Get useful tips and information about how much commercial insurance costs, small business risks and exposures, how insurance regulations effect your businesses' and detailed descriptions of coverages and exclusions and more. Most small businesses need to buy the following four types of insurance at a minimum to cover their operations from every day risks:

Property Insurance: This policy covers a business if the property used in the business is damaged or stolen as the result of common perils like fire or theft. Commercial property insurance covers the buildings, structures and also business personal property - which includes furniture, inventory, raw materials, machinery, computers and other items.

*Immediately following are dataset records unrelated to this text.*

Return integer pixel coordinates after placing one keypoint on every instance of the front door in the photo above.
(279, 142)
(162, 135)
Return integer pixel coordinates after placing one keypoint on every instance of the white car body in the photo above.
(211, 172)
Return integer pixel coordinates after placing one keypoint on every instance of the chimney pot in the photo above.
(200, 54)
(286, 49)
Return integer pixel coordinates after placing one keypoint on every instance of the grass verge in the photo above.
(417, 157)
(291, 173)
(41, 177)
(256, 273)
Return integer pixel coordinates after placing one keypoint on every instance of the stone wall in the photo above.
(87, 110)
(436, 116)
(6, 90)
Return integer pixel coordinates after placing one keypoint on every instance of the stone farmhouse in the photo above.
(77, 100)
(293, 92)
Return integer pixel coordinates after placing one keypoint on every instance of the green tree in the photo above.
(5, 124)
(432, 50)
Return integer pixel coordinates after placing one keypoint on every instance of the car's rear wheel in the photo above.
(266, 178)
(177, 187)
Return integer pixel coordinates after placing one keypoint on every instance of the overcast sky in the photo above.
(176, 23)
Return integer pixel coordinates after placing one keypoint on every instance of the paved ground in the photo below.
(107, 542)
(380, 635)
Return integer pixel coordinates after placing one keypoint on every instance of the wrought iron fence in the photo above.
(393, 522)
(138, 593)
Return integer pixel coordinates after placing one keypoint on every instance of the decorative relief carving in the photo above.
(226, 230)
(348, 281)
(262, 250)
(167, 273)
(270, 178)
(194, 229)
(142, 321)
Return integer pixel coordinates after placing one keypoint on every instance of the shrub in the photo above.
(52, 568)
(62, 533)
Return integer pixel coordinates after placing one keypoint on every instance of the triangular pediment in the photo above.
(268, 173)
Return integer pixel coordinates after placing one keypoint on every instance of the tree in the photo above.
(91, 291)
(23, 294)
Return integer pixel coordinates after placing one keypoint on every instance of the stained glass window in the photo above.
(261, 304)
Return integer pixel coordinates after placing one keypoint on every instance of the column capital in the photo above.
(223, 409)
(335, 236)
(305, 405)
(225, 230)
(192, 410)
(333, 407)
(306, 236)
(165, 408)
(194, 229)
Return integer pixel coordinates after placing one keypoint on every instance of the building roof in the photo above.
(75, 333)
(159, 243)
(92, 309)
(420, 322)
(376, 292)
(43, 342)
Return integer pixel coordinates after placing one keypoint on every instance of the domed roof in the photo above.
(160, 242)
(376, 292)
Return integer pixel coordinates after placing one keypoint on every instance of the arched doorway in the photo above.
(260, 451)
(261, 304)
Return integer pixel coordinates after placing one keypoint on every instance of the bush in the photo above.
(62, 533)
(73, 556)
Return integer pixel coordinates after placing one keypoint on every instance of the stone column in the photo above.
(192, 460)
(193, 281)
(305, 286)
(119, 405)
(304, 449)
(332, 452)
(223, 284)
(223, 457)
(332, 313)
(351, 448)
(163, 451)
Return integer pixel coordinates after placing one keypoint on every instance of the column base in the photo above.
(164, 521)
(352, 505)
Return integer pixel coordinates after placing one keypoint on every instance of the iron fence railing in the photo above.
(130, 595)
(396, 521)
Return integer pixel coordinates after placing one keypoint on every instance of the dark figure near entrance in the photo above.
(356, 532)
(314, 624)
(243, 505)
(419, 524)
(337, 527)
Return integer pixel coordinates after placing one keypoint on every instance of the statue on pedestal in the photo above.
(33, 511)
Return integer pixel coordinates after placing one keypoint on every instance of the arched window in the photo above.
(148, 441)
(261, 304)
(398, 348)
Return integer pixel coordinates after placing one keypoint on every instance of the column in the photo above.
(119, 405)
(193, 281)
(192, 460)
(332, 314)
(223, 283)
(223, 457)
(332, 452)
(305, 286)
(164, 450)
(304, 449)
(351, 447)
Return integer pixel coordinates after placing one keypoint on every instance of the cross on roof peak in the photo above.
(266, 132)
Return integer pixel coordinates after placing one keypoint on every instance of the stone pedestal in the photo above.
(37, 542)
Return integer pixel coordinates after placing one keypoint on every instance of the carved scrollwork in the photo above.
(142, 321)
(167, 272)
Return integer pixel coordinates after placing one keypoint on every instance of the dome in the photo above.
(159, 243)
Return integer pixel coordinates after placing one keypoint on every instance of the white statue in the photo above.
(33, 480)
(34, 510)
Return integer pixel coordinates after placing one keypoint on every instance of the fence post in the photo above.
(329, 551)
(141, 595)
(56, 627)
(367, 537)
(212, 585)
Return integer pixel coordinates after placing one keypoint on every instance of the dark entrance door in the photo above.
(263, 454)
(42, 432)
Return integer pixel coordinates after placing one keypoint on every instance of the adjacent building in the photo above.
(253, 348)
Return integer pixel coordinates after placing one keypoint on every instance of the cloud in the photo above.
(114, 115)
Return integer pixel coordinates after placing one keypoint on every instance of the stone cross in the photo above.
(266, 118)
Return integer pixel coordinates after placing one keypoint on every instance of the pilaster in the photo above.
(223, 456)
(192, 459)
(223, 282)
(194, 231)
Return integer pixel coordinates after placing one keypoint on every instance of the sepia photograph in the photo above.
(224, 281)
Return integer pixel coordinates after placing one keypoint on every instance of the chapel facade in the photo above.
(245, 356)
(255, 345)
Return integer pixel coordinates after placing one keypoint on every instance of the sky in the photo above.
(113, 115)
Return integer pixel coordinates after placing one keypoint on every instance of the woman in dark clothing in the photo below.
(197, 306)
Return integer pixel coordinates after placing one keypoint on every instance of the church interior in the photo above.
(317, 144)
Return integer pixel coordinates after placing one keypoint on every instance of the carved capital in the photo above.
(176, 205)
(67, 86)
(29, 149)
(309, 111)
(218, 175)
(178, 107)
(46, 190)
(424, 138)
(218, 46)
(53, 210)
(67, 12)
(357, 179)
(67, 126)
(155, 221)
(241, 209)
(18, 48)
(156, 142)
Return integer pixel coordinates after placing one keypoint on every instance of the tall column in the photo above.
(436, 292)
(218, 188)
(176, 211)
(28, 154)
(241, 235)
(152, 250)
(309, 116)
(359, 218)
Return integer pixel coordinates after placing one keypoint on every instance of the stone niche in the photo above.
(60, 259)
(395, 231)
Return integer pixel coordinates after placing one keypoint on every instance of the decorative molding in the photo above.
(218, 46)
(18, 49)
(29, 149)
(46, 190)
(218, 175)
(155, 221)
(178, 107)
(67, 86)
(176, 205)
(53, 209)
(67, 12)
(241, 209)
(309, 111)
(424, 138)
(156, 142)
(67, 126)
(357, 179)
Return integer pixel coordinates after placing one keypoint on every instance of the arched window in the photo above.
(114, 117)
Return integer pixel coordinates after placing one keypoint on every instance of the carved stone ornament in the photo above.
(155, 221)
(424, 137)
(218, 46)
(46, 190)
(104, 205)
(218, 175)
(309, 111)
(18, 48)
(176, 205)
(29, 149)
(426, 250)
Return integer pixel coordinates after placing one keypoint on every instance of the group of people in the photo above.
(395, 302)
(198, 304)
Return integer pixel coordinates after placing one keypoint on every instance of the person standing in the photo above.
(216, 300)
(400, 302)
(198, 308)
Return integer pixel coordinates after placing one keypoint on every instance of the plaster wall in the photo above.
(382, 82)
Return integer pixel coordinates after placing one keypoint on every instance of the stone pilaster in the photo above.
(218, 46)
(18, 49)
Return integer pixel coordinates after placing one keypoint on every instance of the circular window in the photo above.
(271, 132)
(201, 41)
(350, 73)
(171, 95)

Liability Insurance: Any company can be sued. Slip-and fall lawsuits are very common and be costly. Customers can claim you injured them or damaged their property - and lawsuits are very expensive. Commercial liability insurance pays damages and can include attorney's fees and other legal expenses. It also ca pay for the medical bills of injured third parties

Commercial Auto Insurance: For vehicles owned by the business. Commercial auto insurance pays bodily injury or property damage costs for which the business is found liable - up the the policy limits for liability and property damage.

Workers Compensation Insurance: In almost every state employers must provide workers comp when there are W2 employees. Workers compensation pays for the medical care of employees and can replace a portion of lost wages - regardless of who was at fault for the injuries.